No other major oil-producing country is so reliant on just one facility. Saudi Arabia, Kuwait and the United Arab Emirates in the Gulf, and massive producers elsewhere such as Russia, Mexico and Venezuela, do not concentrate almost all their export capacity in a single location.
Uwe Dedering / Wikimedia Commons, CC BY-SA
Iran’s energy lifeline
Kharg Island became the linchpin of Iran’s oil industry due to a convergence of history and geography. Nowadays, Kharg is widely known among Iranians as the “forbidden island” because of the tight military restrictions and secrecy that surround it.
Yet behind its modern geoeconomic significance lies an ancient history, from early human settlements dating back more than 4,000 years to occupation by various empires that understood its strategic maritime importance as a trading post. The island also housed political prisoners in the mid-20th century, before the construction of Kharg’s modern terminal began in 1958.
The island quickly became Iran’s dominant export port for two reasons. First, it could be connected by pipeline to the major oil fields in south-western Iran. And second, its deep water location made it one of the only places on Iran’s western coast that could accommodate the new supertankers that were at the time dramatically reducing the cost of transporting oil.
Once the gigantic storage facilities, jetties and subsea pipelines feeding the terminal had been constructed, centralising exports there created significant efficiencies. Oil from multiple fields could share the same storage and loading infrastructure, thereby reducing overall operating costs.
Kharg’s dominance in the national oil export system was further reinforced after the Islamic revolution in 1979. This was because regional tensions and Iran’s emphasis on self-reliance discouraged it from using pipelines that pass through neighbouring countries.

Royal Thai Navy / EPA
At first glance, Iran’s reliance on one terminal for nearly all its oil exports seems like a major strategic vulnerability. There are also no significant operational challenges preventing the US and Israel from destroying it. Yet, paradoxically, this is precisely why it has not been targeted thus far.
Crippling Iran’s entire oil industry for months – if not years – would shatter the already fragile confidence in financial markets that Trump can achieve his vague war aims without long-term disruption to the global economy.
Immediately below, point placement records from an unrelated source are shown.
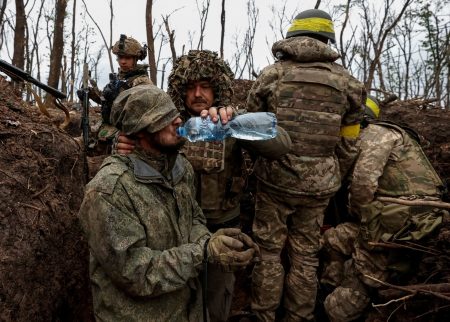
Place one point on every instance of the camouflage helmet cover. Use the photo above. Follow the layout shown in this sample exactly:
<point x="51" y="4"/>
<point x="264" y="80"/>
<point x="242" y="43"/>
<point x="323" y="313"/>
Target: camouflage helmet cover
<point x="201" y="65"/>
<point x="143" y="107"/>
<point x="312" y="22"/>
<point x="129" y="46"/>
<point x="372" y="107"/>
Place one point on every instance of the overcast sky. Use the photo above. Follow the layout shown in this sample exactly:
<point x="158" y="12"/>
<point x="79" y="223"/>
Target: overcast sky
<point x="184" y="18"/>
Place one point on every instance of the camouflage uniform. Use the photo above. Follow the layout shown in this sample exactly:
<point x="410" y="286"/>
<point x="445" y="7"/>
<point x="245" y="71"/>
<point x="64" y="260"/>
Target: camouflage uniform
<point x="319" y="104"/>
<point x="218" y="166"/>
<point x="391" y="163"/>
<point x="137" y="76"/>
<point x="126" y="46"/>
<point x="144" y="265"/>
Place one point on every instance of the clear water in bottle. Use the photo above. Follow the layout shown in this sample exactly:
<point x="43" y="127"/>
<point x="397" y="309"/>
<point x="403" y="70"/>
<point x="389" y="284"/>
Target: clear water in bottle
<point x="250" y="126"/>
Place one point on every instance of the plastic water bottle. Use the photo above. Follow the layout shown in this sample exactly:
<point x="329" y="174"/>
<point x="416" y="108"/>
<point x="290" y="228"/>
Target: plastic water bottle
<point x="251" y="126"/>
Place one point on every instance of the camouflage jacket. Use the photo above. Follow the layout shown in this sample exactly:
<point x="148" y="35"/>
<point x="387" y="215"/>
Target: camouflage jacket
<point x="316" y="121"/>
<point x="136" y="77"/>
<point x="146" y="235"/>
<point x="391" y="163"/>
<point x="221" y="172"/>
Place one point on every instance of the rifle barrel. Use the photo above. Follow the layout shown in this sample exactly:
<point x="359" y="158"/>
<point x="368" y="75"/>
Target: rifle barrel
<point x="21" y="74"/>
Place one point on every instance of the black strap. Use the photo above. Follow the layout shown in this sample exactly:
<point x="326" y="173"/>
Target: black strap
<point x="205" y="281"/>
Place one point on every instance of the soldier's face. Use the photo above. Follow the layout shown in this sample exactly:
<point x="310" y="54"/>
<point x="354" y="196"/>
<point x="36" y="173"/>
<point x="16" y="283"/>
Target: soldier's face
<point x="126" y="63"/>
<point x="199" y="96"/>
<point x="166" y="140"/>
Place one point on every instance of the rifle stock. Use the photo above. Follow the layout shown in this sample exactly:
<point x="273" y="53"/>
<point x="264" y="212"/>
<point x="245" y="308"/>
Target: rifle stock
<point x="15" y="72"/>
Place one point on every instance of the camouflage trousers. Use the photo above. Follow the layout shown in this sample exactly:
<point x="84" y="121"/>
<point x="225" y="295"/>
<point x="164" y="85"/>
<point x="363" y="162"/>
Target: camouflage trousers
<point x="350" y="296"/>
<point x="294" y="221"/>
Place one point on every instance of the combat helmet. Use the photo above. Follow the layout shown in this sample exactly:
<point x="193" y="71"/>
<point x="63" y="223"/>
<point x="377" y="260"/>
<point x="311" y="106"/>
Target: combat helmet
<point x="200" y="65"/>
<point x="143" y="107"/>
<point x="312" y="22"/>
<point x="372" y="107"/>
<point x="128" y="46"/>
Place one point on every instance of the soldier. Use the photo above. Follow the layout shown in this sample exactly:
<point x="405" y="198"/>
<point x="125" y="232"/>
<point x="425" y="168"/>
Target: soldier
<point x="320" y="105"/>
<point x="146" y="233"/>
<point x="199" y="83"/>
<point x="391" y="163"/>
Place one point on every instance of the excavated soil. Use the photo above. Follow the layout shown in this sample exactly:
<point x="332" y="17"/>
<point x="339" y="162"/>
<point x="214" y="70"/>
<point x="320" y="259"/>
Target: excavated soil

Some analysts predict that oil prices could soar to US$150 (£112) a barrel if Kharg is hit.
To put that figure into context, Russia’s 2022 full-scale invasion of Ukraine caused Brent crude to rise to well over US$100 a barrel for four months. This was not the only cause of the roughly 9% surge in inflation seen at the time, but it was an important factor in the ensuing cost of living crisis.
Launching an attack on Kharg would likely expose Trump’s gamble in launching a war against Iran while simultaneously promising US consumers that virtually everything would become more affordable as a catastrophic error. American voters are indicating that inflation and the cost of living are their biggest concerns ahead of the upcoming midterm elections in November.
Of course, Trump’s intervention in Iran may lead to rising prices even if the US does not attack Kharg Island. The wider disruption to Gulf shipping in the strait of Hormuz has already caused oil prices to rise to around US$100 per barrel. And in his first statement since becoming Iran’s supreme leader, Mojtaba Khamenei vowed to keep blocking the waterway.
But at least for the moment, Trump seems to realise that Kharg Island needs to be left intact if he is to preserve the already shaky notion that he can end this war in a manner he can present as a success – which increasingly looks like degrading Iran but not forcing it to capitulate – without causing long-term economic pain for Americans.
One other factor preventing the US from destroying Kharg is that it would cause long-lasting damage to the Iranian economy. This would undermine any pretence that Trump is acting in the interests of the Iranian people, as he has claimed, since any new government would be financially crippled if the regime did collapse.
So Kharg Island survives intact for now. This is, in large part, due to the fundamental contradiction between Trump’s objectives in Iran and the political and economic costs he is willing to incur in pursuit of them.